To do that we do not need a magic formula with three subtly different keys.
Just spent some time on identifying the units you are trying to process.
Use aggregation, selection and joining etc to get a table that has the desired observational unit in each row.
Use this table to answer the question posed.
Hint: be sure you understand the concept of observational unit (IMHO, what was missing here is a clear understanding of this concept)
en.wikipedia.org/wiki/Unit_of_observation
A decent talk if you aren't familiar with SQL GROUP BY. For people comfortable with the concept, it's not very valuable.
This surely could have been conveyed in 5 mins.. brevity people!!
Jane sold 16 apples in 3 days. Why is her average daily amount 16?
besides present it nicely to give the conceptual name collapsing key and grouping key to help understand the basic.. honestly, I think it's a really basic concept for even an entry-level analyst...

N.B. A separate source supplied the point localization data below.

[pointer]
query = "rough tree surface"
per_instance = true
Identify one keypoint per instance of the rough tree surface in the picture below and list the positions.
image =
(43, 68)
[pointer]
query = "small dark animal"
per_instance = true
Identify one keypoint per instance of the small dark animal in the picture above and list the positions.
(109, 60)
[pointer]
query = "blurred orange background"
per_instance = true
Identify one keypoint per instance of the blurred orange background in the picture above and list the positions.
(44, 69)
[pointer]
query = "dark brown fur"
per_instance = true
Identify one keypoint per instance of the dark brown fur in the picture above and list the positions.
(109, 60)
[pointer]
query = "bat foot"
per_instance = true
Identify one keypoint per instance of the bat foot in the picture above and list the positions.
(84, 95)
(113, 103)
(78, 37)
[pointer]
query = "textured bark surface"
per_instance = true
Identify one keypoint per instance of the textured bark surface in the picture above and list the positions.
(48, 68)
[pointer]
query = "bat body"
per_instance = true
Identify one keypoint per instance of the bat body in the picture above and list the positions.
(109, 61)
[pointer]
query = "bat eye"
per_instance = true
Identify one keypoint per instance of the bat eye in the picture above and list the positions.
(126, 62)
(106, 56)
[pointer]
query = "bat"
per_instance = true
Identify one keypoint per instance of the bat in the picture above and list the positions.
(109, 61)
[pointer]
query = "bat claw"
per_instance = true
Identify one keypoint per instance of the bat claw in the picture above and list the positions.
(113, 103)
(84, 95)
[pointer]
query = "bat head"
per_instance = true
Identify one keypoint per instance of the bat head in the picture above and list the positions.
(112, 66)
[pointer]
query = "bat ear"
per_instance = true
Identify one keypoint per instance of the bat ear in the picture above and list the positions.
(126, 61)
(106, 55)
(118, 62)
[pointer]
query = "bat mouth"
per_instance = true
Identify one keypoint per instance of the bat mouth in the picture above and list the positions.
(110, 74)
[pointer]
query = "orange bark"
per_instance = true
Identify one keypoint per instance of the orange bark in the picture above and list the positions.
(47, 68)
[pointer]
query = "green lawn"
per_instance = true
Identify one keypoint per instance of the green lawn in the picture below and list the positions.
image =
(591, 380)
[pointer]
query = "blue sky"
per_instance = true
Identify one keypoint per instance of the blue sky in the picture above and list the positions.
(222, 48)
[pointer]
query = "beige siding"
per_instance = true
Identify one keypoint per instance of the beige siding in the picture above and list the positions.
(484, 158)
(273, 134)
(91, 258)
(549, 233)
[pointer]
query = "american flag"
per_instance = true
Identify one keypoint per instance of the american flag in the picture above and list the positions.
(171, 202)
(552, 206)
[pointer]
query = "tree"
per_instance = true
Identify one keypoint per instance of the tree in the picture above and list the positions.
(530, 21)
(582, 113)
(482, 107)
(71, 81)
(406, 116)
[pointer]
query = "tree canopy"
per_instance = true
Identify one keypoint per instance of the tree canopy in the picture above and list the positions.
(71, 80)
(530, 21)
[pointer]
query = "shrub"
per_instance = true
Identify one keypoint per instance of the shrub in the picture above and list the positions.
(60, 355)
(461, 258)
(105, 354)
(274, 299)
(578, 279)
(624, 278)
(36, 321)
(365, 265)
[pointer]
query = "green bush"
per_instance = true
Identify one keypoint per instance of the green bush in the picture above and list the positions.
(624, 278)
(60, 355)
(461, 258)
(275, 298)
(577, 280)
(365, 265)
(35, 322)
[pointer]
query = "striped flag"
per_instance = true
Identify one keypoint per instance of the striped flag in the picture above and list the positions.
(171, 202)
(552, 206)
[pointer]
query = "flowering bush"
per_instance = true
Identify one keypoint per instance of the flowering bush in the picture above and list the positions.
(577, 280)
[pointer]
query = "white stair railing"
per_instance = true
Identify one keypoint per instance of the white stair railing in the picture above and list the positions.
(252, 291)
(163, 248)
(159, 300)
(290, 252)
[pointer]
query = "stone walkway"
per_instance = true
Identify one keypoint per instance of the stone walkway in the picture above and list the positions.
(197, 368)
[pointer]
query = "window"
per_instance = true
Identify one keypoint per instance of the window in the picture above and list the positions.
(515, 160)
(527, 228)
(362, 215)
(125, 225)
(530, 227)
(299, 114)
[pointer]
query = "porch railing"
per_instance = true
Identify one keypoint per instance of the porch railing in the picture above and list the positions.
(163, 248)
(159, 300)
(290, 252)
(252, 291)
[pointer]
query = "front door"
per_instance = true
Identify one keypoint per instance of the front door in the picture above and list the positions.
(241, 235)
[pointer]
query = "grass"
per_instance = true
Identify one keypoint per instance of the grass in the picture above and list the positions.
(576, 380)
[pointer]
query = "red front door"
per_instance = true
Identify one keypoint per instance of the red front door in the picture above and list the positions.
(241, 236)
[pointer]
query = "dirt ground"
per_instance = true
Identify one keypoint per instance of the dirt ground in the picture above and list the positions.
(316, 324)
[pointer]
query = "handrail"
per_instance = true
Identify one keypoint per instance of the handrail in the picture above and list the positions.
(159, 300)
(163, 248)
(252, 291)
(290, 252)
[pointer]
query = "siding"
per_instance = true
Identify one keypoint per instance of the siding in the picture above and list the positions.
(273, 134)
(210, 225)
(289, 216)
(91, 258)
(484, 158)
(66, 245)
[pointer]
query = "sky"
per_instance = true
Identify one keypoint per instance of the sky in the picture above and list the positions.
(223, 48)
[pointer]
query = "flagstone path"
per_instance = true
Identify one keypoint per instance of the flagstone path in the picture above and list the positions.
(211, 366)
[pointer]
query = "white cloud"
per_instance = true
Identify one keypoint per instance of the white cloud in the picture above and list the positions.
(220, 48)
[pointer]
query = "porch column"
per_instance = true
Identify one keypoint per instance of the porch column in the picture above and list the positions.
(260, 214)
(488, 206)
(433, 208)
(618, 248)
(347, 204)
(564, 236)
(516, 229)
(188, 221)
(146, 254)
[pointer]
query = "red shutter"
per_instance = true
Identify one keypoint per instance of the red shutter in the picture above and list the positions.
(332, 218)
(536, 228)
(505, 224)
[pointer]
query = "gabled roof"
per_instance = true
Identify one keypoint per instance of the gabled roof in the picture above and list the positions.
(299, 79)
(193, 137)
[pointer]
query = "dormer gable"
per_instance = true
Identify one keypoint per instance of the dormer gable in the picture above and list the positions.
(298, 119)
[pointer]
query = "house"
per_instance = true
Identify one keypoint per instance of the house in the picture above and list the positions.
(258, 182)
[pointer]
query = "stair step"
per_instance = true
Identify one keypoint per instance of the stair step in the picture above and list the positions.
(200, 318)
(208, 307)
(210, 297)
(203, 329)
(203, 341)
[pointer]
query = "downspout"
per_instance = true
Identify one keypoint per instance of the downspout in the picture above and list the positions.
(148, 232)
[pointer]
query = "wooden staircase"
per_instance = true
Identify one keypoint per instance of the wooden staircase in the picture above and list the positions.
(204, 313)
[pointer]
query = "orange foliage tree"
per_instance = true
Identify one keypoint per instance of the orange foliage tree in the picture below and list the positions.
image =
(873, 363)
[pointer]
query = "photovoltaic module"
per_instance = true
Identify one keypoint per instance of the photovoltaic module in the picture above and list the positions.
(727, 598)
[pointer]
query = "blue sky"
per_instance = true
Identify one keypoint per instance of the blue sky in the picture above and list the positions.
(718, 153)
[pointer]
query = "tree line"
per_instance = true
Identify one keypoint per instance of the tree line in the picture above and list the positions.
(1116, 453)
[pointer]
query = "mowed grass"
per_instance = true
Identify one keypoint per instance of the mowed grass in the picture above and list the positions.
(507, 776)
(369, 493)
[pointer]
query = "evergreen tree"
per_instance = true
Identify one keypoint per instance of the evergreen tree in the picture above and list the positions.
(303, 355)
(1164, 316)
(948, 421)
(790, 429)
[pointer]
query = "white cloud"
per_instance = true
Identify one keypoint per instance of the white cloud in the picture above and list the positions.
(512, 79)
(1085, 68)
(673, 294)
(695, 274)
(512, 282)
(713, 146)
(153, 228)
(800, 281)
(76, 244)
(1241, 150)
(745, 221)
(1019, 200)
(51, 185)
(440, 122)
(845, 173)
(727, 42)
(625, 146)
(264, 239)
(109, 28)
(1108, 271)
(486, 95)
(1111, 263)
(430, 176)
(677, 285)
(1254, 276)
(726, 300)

totally Wendao - but let's not criticise
Who would have thought...
Enjoyed the talk - well executed and concise...
Very good, thanks for sharing. A lil' more Pandas and it coulda' been great :)
Thanks a lot Alex
SQl/Pandas ->Formula
Inner_Collapsingkey - Outer_GroupingKey = Implicit_ObservationKey
collapsingKey==primaryKey(default)
Amazing talk.
hardly...
Im no expert, but I feel like the meth kicked in. @17:30
Also it seems like you're unnecessarily reinventing ' df.set_index.'
Amazing talk. This seemingly simple concepts rapidly get complicated up in greater dimensions.